Domingo 21 de marzo de 1993, 6.30 p.m. / Transcripción: viernes 20 de agosto de 2021 / #YoMeQuedoEnCasa
Los sábados, muy temprano, hago compras en la feria del agricultor. Frutas, verduras, semillas y flores refrescan mis pupilas con su estética inigualable. Me pierdo en laberintos de cebollas cobrizas, de brócolis apretados de verde y de un hermoso señor con hermoso sombrero que me da agua de pipa. Resisto a la belleza del anaranjado de la zanahoria, el morado de la berenjena o el rojo de los mangos maduros, como no lo lograba al comienzo de mis incursiones en este ambiente vibrante. Sé, ahora, que compraré y el tope del dinero disponible me condiciona. Por la tarde trabajo hasta las 5 en la OPS.
En las noches hacemos una lectura común con mis hijos, vemos una película generalmente mala, o salimos al teatro donde, algunas veces, nos toca una buena función. Ayer fuimos al Arlequín y, más que el teatro, disfrutamos las risas entre nosotros, la caminata por San José. Somos un trío apiñado y eso, a veces, me preocupa pero, sin juicios, digo: es así, estamos apiñados. Ver la cara de Enrique o recibir el abrazo de Juan Luis después de cada día de trabajo es algo que espero y necesito. A veces, solo el pensarlo me hace aligerar el paso o tomar un taxi con urgencia.

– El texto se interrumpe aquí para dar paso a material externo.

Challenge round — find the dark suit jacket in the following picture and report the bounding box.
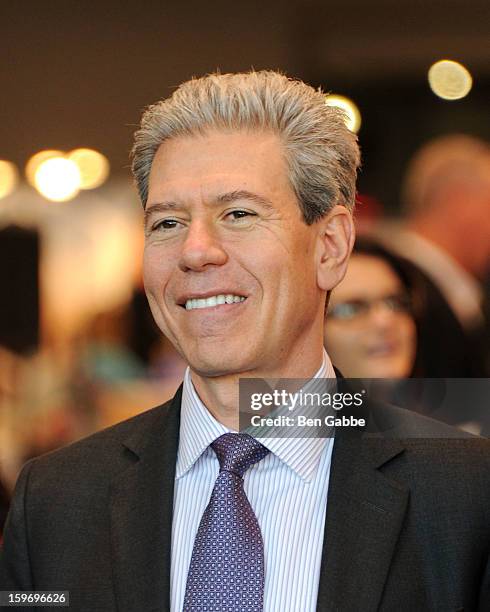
[0,478,9,538]
[0,386,489,611]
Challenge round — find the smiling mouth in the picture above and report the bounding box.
[181,294,247,311]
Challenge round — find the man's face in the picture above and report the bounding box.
[143,129,327,377]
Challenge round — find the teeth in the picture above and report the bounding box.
[185,294,246,310]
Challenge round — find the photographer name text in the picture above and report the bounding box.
[250,414,365,427]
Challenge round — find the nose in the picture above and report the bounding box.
[178,219,228,272]
[369,302,398,329]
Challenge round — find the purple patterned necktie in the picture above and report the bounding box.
[183,433,270,611]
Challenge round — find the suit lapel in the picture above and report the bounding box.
[107,375,409,611]
[317,434,409,611]
[110,388,182,612]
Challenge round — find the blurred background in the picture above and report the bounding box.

Los domingos hacemos limpieza profunda en el pequeño apartamento de Condominios Topacio. La mayoría de las veces estoy animada, cantando y dando orientaciones que amenazan convertirse en problemas cuando veo lo difícil que es, para los muchachos, hacer los quehaceres que les tocan. Respiro. Pienso en una flor y me comprometo conmigo a no tirar la gorra porque sé que esto va para largo.

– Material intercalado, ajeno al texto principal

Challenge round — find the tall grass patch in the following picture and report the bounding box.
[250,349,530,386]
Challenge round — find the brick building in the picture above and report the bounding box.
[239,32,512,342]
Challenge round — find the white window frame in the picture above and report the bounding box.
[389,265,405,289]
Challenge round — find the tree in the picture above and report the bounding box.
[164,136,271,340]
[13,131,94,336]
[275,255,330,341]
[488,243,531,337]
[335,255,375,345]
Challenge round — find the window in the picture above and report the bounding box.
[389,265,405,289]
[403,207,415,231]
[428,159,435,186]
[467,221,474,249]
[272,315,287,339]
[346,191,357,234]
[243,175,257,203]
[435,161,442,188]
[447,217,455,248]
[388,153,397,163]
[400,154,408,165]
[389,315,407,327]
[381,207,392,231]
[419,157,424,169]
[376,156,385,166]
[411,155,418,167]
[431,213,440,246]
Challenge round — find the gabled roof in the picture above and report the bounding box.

Justo en medio de la escoba, el lampazo, la ropa sucia, los platos, los libros desordenados, las increpaciones a los hijos, mis fantasías se dan cita mientras el apartamento va quedando ordenado, limpio, bello, listo para cobijarnos la semana que inicia mañana.
Sola en mi dormitorio, el epílogo del domingo es igual al de todos los días de la semana: me desbordo en agradecimientos a la vida por sobrevivir a la ausencia del amor, por las risas de mis hijos, sus uniformes, sus cuadernos, mi trabajo, las sábanas limpias, la música suave, el incienso. Estoy completa o no soy nada y, en ambos casos, no sé si existo, soy, siento, tengo historia. Liviana me uno a las estrellas, los peces, las personas con quienes he estado ese día y otras de otros días y otras épocas, conmoviéndome. Bendigo al amor reiteradamente hasta conciliar el sueño. Su ausencia me dimensiona su magnitud.
Amo el dolor de esa fantasía, acepto morir o enloquecer por esa fantasía. Ella expresa reivindicaciones nobles, tiernas, atávicas: lo genial y lo sublime, lo tenue y lo concreto, la locura y la inocencia. Acepto que eso es lo que tengo entre las manos, mi fantasía, es lo que la vida me permite y así la quiero. También la soledad que supone.
Talvez por esta mi vida en fantasía es que mis pasos, coherentes y equilibrados para otros, para mí son fantásticos, caóticos, extraordinarios, luminosos; e igual que mi necesidad, son atrevidos de andar tan inseguros. Hay una tensión que mueve cada nervio, cada músculo mío, una búsqueda intrínseca en cada despertar y en cada uña, un susurro en mis células, un oráculo apretado en mis huesos.
Lloro en mi almohada. Antes de nacer fui una laguna quieta que la despertó un abrazo: el de mi padre con mi madre. Ellos no supieron de mi turbulencia.